CEDMix: Contrast-Enhanced Dynamic Channel Mixing for Correlated Time Series Forecasting
摘要
Correlated Time Series (CTS) refer to a set of time series that are recorded to monitor entities that interact with each other in social and production systems. Correlated Time Series Forecasting (CTSF) plays an important role in various applications by enabling people to make informed and effective decisions. Accurate forecasting of CTS relies significantly on modeling appropriate correlations among channels. However, the correlations among channels are constantly changing over time due to the complexity and uncertainty of the external environment. Previous works typically introduce relevant channels in a relatively fixed way for feature representation, which is unable to effectively capture and learn the dynamically changing correlations among channels, thus resulting in suboptimal prediction performance.

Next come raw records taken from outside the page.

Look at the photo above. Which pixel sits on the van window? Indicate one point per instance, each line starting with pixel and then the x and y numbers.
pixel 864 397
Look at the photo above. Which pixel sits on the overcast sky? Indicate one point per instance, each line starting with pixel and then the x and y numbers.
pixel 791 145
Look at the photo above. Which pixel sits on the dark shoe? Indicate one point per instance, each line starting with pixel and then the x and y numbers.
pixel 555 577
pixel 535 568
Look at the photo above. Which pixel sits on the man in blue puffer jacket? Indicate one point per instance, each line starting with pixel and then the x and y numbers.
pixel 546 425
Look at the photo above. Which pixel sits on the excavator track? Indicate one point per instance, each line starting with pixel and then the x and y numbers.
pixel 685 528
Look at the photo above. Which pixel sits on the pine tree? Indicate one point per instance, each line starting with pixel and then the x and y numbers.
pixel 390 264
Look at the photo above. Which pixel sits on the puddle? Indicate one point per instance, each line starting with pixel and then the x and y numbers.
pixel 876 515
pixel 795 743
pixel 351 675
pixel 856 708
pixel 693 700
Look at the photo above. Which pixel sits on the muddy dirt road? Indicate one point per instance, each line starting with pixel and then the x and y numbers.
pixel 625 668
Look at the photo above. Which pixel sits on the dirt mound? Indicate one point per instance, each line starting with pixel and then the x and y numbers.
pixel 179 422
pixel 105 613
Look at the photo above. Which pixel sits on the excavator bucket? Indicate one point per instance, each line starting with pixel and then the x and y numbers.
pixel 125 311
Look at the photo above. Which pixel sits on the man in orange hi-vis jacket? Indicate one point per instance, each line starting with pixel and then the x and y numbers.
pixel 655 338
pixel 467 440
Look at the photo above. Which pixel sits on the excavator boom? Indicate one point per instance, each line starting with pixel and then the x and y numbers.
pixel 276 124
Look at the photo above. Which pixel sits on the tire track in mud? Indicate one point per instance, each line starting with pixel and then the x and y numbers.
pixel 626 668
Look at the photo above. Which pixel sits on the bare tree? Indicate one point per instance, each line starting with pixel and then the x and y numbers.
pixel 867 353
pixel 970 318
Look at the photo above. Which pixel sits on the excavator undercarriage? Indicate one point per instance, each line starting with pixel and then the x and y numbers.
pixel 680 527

To this end, we propose CEDMix, a Contrast-Enhanced Dynamic channel Mixing time series forecaster, which adopts an encoder-only architecture. First, we design a Dynamic Channel Mixing module (DCM) to capture the time-varying correlations. During different time windows, DCM introduces present highly relevant channels into a customized 2D form for each channel, and adopts a parameter-efficient inception block to extract correlations by time steps. Second, to further enhance DCM, we propose dynamic channel-wise contrasting, which can discriminate the constantly changing correlations between the relevant and irrelevant channels. Extensive experiments conducted on seven datasets from diverse domains demonstrate that, compared with recent state-of-the-art models, CEDMix achieves an average reduction of 16.44% in MAE and 16.98% in MSE.